Amy Bennett relève qu’en Amazonie, les grandes sécheresses de 2005 et 2010, et en Asie, le grand événement El Niño de 1997-1998, ont montré soit une croissance des arbres sensiblement plus lente, soit une mortalité beaucoup plus élevée des arbres en réponse à une sécheresse et une chaleur extrêmes.
« Dans tous ces cas, les conditions ont conduit à un arrêt ou à une inversion temporaire du puits de carbone des forêts tropicales dans ces régions. La résistance du puits de carbone des forêts tropicales africaines à la température et à la sécheresse est donc une découverte nouvelle », souligne-t-elle.
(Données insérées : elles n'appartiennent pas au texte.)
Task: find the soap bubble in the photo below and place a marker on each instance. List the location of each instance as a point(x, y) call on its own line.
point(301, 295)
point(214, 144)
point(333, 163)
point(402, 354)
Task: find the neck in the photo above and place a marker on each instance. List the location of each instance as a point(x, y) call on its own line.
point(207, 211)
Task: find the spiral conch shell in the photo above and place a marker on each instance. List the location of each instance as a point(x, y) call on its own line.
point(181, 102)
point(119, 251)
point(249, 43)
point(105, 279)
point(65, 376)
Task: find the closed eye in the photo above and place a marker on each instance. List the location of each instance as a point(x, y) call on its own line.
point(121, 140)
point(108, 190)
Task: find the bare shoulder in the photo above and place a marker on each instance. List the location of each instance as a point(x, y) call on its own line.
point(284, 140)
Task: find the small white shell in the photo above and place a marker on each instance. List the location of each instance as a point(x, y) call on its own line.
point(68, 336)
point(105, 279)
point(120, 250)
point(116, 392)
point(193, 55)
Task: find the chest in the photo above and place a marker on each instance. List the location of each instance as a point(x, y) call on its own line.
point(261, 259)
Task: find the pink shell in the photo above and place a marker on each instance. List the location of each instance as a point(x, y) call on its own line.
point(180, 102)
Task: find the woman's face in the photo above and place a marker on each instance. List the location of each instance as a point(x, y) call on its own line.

La chercheure ajoute que les impacts de l’anomalie climatique sur les forêts tropicales africaines ont été négatifs, mais pas aussi forts que les effets négatifs observés sur d’autres forêts tropicales en réponse à la sécheresse.
Incitation
« C’est une bonne nouvelle que les forêts africaines soient capables de tolérer un peu plus de chaleur et de sécheresse que par le passé, et une incitation supplémentaire à maintenir les augmentations de température mondiale à 1,5 degré Celsius, comme indiqué dans l’Accord de Paris, car ces forêts semblent pouvoir résister à des augmentations limitées de température et de sécheresse », conclut Amy Bennett.
Toutefois, les chercheurs disent ne pas savoir exactement pourquoi ces forêts ont toléré la chaleur et la sécheresse, mais ils pensent que « cela pourrait être dû à leur structure forestière, car elles ont moins d’arbres plus grands, les espèces présentes pourraient avoir d’abondantes espèces tolérantes à la sécheresse, ou qu’elles ne se réchauffent pas aussi vite que les forêts tropicales sur d’autres continents ».
Quoi qu’il en soit, explique Yabi Ibouraima à SciDev.Net, « les forêts créent des ambiances moins chaudes et sont des surfaces d’évaporation qui enrichissent, au moins localement, l’atmosphère en humidité qui favorise la pluie. Quand elles disparaissent ou sont dégradées, elles perdent leurs avantages climatiques ».